Given their increasing level of complexity, today’s modern phones combine the functionality of countless, originally standalone devices. However, the measurement of human physiological parameters makes an exception as it requires locally placed sensors. Measurement devices as such – or as they usually called, ’wearables’ - should be as small as possible not to be uncomfortable. In addition to being small in size, long operational time is also a usual requirement. This can be achieved by low power consumption, therefore functionality should be minimized. Wearables usually only measure and transmit data but let the processing be performed by a phone nearby. Performing pre-processing on the wearable might only take place if it reduces power consumption by decreasing the amount of data to be transferred.

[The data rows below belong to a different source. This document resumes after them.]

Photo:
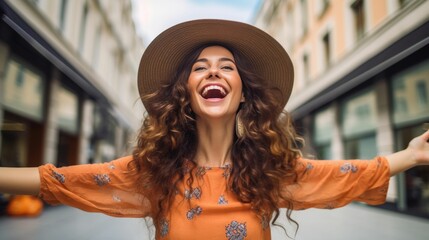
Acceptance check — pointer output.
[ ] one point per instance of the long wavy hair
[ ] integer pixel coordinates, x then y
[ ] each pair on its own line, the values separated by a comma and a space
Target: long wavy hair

As a collaborative work with a mobile software services company, this thesis aims to present an easily deployable and customizable sensor system that can be used for various sensor based mobile applications.
The development of a universal, expandable and customizable system will be shown. The system builds on existing mobile and radio communication technologies with special attention to low energy protocols. The development will be presented in bottom-up approach: starting with hardware, following with client application development getting to a high level signal processing framework as an end-to-end demonstration of multi-level interoperability. A demo application will also be presented which was designed to demonstrate a comprehensive overview of functionality. The demo focuses on motion analysis, performing numeric gesture recognition using machine learning based classification, forwarding results to a web server or a graphical interpreter. The two major features of the complete system are low energy operation and small size: the assembled circuitry can even fit into a wristband or a ring. The system described in this thesis is subject to continuous development, which might result in a future market ready product.